FIG. 5 is an optical micrograph showing an enlarged surface microstructure of a wiring metal layer of an aluminum nitride wiring board according to Example 1 of the present invention.

FIG. 6 is an optical micrograph showing an enlarged surface fine structure of a wiring metal layer of an aluminum nitride wiring board according to Comparative Example 1.

FIG. 7 is a scanning electron micrograph showing an enlarged cross-sectional structure of an internal wiring layer portion of an aluminum nitride wiring board according to Example 2 of the present invention.
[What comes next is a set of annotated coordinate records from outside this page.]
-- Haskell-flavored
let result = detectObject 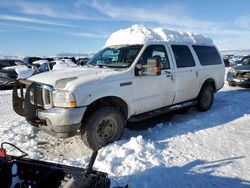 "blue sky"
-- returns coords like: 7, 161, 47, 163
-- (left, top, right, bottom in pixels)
0, 0, 250, 56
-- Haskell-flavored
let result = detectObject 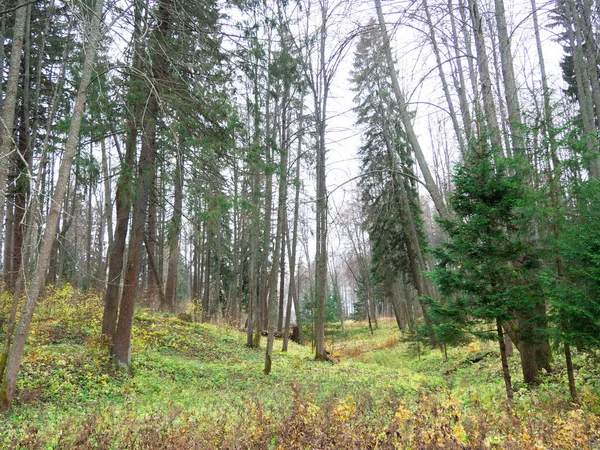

8 is a scanning electron micrograph showing an enlarged cross-sectional structure of an internal wiring layer portion of an aluminum nitride wiring board according to Comparative Example 2. FIG.

[Explanation of symbols]

 1 ... Aluminum nitride multilayer substrate 2 ... Aluminum nitride layer 3 ... Internal wiring metal layer 4 ... Aluminum nitride multilayer wiring substrate 5 ... Aluminum nitride substrate 6 ... Surface wiring metal layer 7 ... Aluminum nitride surface wiring substrate

Continuation of front page (51) Int.Cl. ⁶ Identification number Office reference number FI technical display area // H05K 3/12 B 7511-4E

Claims (8)

[Claims] 1. An aluminum nitride wiring board comprising: an aluminum nitride substrate; and a wiring metal layer provided on at least one of a surface and an inside of the aluminum nitride substrate and co-fired with the aluminum nitride substrate. The aluminum nitride wiring board, wherein the layer contains manganese in an amount of 2% by weight or less in addition to the metal mainly constituting the wiring metal layer. 2. An aluminum nitride wiring board comprising: an aluminum nitride substrate; and a wiring metal layer provided on at least one of a surface and an inside of the aluminum nitride substrate and having a porosity of 2% or less. 3. The aluminum nitride wiring board according to claim 2, wherein the constituent component of the wiring metal layer is made of a metal material that does not substantially contain an inorganic insulator. 4. The aluminum nitride wiring board according to claim 3, wherein the wiring metal layer is a baked metal layer co-fired with the aluminum nitride board. 5. The aluminum nitride wiring board according to claim 2, wherein the wiring metal layer contains manganese in an amount of 2% by weight or less. 6. A step of applying a wiring layer forming metal paste containing a wiring metal to a desired shape on an aluminum nitride green sheet and laminating one or more layers of the paste to produce an aluminum nitride molded body, A method of manufacturing an aluminum nitride wiring board, comprising a step of firing an aluminum nitride molded body to simultaneously sinter an aluminum nitride base material and the wiring metal, wherein the aluminum nitride green sheet and the wiring layer forming metal paste are provided. At least one manganese component selected from manganese and manganese compounds is added to at least one of the above. 7. The method for manufacturing an aluminum nitride wiring board according to claim 6, wherein the manganese component reacts with the wiring metal in the firing step to form a trace amount of a composite containing at least the wiring metal and manganese. A method for manufacturing an aluminum nitride wiring board, wherein a body is formed in the wiring metal. 8. The method for manufacturing an aluminum nitride wiring board according to claim 6, wherein a metal material containing tungsten as a main component is used as the wiring metal, and a manganese compound is used as the manganese component. Wiring board manufacturing method.